Wow… how time flies! Over three years ago I wrote an article called AutoCorrect… for everything! which explained how to use AutoHotkey so you had a similar functionality to Microsoft Word for autocorrect, except it worked in all your windows applications. This was, and still is, pretty cool I think and I still use autohotkey today for many things, and not just autocorrect. Since writing that article we released Studio 2015, and in fact Studio 2017 is just around the corner, so it was a while back and some things have moved on. For example, Studio 2015 introduced an autocorrect feature into Studio which meant things should be easier for all Studio users, especially if they had not come across autohotkey before.

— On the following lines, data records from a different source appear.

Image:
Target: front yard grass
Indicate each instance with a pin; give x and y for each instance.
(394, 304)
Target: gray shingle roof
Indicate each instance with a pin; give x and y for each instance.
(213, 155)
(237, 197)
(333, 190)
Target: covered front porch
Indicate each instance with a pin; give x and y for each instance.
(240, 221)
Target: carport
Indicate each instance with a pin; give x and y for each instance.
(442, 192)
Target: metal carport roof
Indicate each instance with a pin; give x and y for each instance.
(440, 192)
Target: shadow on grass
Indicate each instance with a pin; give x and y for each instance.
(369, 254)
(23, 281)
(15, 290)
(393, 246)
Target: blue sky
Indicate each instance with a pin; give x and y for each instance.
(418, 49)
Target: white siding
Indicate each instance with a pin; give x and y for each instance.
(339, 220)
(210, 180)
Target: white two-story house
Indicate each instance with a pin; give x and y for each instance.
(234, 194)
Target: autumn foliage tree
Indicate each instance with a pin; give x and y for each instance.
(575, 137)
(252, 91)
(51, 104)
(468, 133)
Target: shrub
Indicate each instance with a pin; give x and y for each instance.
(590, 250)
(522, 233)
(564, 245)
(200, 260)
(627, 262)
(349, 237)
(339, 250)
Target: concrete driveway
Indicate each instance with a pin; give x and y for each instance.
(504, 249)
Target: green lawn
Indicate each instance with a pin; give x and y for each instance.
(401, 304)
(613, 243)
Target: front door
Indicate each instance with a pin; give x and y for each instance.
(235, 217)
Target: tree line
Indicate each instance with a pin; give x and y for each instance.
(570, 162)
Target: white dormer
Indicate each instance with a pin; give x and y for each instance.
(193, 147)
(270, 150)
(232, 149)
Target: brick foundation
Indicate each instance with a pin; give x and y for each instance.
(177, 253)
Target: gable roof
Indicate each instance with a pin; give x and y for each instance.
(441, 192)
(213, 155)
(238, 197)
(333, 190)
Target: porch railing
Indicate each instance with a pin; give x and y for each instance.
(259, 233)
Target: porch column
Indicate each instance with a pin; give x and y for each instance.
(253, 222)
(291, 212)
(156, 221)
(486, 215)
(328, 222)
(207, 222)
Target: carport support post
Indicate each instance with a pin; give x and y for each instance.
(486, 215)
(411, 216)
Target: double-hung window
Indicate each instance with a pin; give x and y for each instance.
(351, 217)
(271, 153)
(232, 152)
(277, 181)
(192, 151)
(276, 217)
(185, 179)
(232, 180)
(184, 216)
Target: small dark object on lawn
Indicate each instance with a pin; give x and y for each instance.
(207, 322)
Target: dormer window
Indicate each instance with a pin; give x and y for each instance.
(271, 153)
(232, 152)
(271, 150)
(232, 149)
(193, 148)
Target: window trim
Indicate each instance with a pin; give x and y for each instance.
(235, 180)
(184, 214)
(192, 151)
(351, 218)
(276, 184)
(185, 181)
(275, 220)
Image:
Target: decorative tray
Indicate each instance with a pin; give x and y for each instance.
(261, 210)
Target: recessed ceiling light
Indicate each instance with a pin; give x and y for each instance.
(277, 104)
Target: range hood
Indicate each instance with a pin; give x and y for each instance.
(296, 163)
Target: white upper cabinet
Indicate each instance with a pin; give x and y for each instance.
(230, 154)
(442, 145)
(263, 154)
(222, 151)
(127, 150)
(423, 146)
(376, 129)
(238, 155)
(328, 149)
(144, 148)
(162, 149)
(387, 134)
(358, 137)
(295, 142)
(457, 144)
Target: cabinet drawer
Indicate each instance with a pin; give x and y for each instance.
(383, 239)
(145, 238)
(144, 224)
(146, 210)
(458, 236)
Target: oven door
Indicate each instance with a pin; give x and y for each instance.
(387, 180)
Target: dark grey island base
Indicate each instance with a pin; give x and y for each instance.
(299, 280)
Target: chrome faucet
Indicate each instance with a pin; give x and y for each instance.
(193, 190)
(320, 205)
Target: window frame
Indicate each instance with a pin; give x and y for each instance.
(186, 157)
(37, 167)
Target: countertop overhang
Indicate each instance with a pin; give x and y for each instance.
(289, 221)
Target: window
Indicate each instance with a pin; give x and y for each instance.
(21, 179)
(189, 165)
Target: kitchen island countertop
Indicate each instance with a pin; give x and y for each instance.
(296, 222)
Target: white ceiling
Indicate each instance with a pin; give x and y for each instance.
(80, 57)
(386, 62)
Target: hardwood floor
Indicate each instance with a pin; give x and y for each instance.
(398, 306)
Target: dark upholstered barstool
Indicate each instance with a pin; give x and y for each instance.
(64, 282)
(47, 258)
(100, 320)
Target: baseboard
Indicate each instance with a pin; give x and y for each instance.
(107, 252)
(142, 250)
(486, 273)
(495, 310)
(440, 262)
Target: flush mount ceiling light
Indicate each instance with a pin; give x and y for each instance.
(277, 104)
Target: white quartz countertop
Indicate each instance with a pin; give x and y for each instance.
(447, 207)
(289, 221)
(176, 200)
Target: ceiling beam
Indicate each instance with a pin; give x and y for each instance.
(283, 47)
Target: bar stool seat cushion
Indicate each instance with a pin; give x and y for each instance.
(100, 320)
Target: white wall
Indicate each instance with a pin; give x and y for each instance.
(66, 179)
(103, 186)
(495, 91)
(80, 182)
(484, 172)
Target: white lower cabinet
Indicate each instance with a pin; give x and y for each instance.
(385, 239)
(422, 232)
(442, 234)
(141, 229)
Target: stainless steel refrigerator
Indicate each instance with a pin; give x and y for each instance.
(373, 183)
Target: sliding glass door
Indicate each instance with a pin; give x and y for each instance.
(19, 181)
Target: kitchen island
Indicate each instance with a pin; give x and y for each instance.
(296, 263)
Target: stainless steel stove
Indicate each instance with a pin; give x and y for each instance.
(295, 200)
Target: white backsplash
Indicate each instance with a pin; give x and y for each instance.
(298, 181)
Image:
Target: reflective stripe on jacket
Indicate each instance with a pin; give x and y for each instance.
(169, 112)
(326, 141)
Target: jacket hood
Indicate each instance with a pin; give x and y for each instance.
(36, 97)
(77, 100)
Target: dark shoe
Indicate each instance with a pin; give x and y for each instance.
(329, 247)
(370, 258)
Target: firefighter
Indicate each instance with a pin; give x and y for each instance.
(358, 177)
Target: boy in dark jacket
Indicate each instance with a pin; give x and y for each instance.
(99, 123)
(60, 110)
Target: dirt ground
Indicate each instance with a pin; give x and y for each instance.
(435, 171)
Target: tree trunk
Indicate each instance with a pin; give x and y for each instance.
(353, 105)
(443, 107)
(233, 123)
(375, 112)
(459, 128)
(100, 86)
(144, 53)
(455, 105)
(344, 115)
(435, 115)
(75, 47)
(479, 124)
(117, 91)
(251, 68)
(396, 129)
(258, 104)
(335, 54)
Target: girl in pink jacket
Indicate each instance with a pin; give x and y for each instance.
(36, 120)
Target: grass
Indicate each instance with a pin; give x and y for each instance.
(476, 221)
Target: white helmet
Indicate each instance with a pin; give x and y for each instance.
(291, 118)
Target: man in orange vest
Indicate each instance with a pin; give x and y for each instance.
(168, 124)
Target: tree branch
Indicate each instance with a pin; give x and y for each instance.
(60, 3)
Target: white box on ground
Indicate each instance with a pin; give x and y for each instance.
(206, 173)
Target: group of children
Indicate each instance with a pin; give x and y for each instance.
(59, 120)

At least I thought it would be easier! I was reminded yesterday with a comment to my earlier article that if you wanted to edit and maintain the autocorrect list somewhere else, somewhere it might be more accessible then the process is not so simple. Yes there is a import/export feature for autocorrect which you can find here:
But this list is not a simple text file… rather it’s XML. This of course is not insurmountable, but it’s not immediately obvious as the comment to my previous article made clear. So here’s one way to tackle it using regular expressions and excel. I used this combination because after playing around with excel for a little while I realised that getting the word lists from the XML was far easier with regular expressions, whilst reconstructing the XML from Excel was a fairly simple task. So one more reason to learn a little more about how to use regular expressions!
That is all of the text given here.